Escreve W. G. Sebald que à sua volta tudo se desumaniza ou desaparece e que inclusive a própria História se desvanece. E que neste processo de aceleração imparável é conveniente que a literatura se encarregue desta consternação. Mas Sebald já cá não está. Nem Mann, nem Musil, nem Walser, nem outros que acreditaram na capacidade de resistência da literatura e o papel fundamental que ela poderia desempenhar na sobrevivência da história da memória humana, como disse Vila-Matas em Doutor Pasavento. É, ainda, Sebald que, em Os anéis de Saturno, nos oferece uma admirável síntese do que é a literatura: Sempre que decifro uma destas notas surpreende-me que um rasto já há muito extinto no ar ou na água possa continuar visível aqui, no papel.
Mas, onde perseguir, hoje, esse rasto, quando é o próprio universo da literatura que parece poder funcionar sem escritores? Não estará a banalização da palavra a levar ao desaparecimento a própria ideia de literatura? Quem inscreve no papel esse rasto que leremos daqui a cem anos, mil anos? Todos estes mortos à nossa volta, onde sepultá-los se não na linguagem?, pergunta Adónis, um poeta sírio-libanês que me revela Vila-Matas. E, no entanto, a banalização "pós-moderna" da palavra é uma miragem de um lago em cuja superfície opaca se desvanecem os traços, os rastos, a própria essencia da literatura.
Que fizeram os escritores contemporâneos do legado que receberam do passado, permitindo que a água e o ar estejam a apagar o rasto das palavras? Entra-se numa livraria e há muitos livros. Mas há poucos escritores. Tão poucos que parece que o próprio mundo da literatura parece já funcionar sem a necessidade dos escritores. «Vejo escritores falsos e sei distinguir entre o escritor falso e um que não o é» - disse Vila-Matas numa entrevista recente. «Depois de Kafka não consigo imaginar um escritor a apanhar banhos de sol [...] há muitos escritores que vejo como falsos», acrescentou. E, ainda, em O Mal de Montano, «essa raça de escritores, imitadores do já feito e gente absolutamente desprovida de ambição literária, mas não de ambição económica». E Lídia Jorge: «Não me interessa a literatura sobre o nada». Vila-Matas e Lídia Jorge, tão aparentemente diferentes, mas tão iguais na sua entrega à literatura. Por isso, li os seus últimos livros quase ao mesmo tempo. Porque não há em nenhum dos dois, embora em registos literários muito diferentes, nada de excessivo. Não desbaratam palavras. O primeiro, através de Pasavento, perseguindo uma poética da extinção, da ocultação, os mortos sepultados na linguagem; Lídia recolhendo a matéria impura com que veste a sua escrita, a realidade, onde põe em movimento personagens com inteireza, vivas.
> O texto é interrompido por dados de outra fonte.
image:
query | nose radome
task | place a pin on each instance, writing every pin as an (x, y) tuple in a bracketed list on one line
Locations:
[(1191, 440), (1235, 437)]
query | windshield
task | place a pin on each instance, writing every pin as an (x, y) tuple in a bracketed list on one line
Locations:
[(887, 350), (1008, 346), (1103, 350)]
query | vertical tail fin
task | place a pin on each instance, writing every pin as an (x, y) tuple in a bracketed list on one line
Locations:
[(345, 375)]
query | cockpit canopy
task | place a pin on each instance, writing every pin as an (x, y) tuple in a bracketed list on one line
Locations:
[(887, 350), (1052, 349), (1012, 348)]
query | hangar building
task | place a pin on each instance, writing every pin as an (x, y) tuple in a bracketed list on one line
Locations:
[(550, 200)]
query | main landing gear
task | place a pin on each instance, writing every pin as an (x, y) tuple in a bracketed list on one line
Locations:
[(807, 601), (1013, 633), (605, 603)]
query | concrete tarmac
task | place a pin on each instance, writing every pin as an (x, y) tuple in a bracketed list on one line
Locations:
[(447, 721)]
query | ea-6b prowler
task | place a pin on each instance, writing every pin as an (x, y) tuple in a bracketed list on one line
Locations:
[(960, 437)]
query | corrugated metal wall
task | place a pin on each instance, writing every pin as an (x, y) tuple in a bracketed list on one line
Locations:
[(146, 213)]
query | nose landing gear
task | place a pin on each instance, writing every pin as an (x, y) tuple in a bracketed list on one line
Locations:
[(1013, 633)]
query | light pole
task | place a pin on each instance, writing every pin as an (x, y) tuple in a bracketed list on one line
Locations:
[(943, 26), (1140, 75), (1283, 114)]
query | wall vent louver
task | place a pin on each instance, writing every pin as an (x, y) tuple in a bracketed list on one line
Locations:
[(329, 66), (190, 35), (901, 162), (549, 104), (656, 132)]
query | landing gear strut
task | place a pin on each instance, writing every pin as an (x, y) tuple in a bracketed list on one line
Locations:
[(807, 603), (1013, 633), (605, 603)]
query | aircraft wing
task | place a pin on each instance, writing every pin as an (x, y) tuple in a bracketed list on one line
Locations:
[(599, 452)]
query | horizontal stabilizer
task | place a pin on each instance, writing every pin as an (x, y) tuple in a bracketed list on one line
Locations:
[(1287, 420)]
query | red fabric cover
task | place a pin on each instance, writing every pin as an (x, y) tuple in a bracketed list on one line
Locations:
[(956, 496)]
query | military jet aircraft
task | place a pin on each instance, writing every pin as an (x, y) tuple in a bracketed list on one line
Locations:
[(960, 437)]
Evoco-os aqui porque, embora cada um transformando, contando, a realidade à sua maneira, ambos são verdadeiros. Ambos pertencem à literatura. Na sua diferença representam aqueles que procuram contrariar a histeria tranquila de grande parte dos escritores da moda, incapazes de traçar os sulcos que muitos anos depois, se os tivessem inscrito, haveríamos de ler. Na maior parte, o que há, hoje, são actores e não autores, que transformam a literatura num ramo pobre e marginal da cultura do espectáculo. Um simulacro de literatura, aproveitado, incentivado por «homens de negócio que editam livros». Por isso, as novidades das livrarias encontram-se inflacionadas por livros de figuras públicas, jornalistas, políticos, historicismos, esoterismos, remakes, best-sellers, bagatelas que se vendem como qualquer mercadoria, porque são, efectivamente, mercadoria efémera.
Já Roland Barthes, nos anos 60, afirmava que a crise não era da literatura, mas sim do livro, do excesso de livros postos a circular por um mercado apenas preocupado com a multiplicação das páginas, do lucro. Só nos restará, então, regressar aos clássicos? A esses regressaremos sempre, hoje, daqui a cem anos, mil anos, porque neles se encontra gravada a história da memória humana. São os livros esplendorosos, raros, assombrosas «extensões da memória e da imaginação» que com paciência encontramos quase escondidos nas livrarias. Que apenas se encontram nos alfarrabistas amantes de livros. E há, também alguns, actuais, ainda mais raros, e difíceis de reconhecer na confusão de títulos lançados em cascata, mas que serão futuros clássicos donde, uma vez abertos a quem os queira ler, se soltará para sempre o sopro que manterá vivo, apesar dos outros, apesar dos «trapezistas do marketing» editorial, o fogo da literatura.
Muito bom seu texto, concordo plenamente, estudo Vila-Matas e exatamente isso que faz vai contra toda essa paparicação de algo que é totalmente supérfluo e em minha opinião não é arte.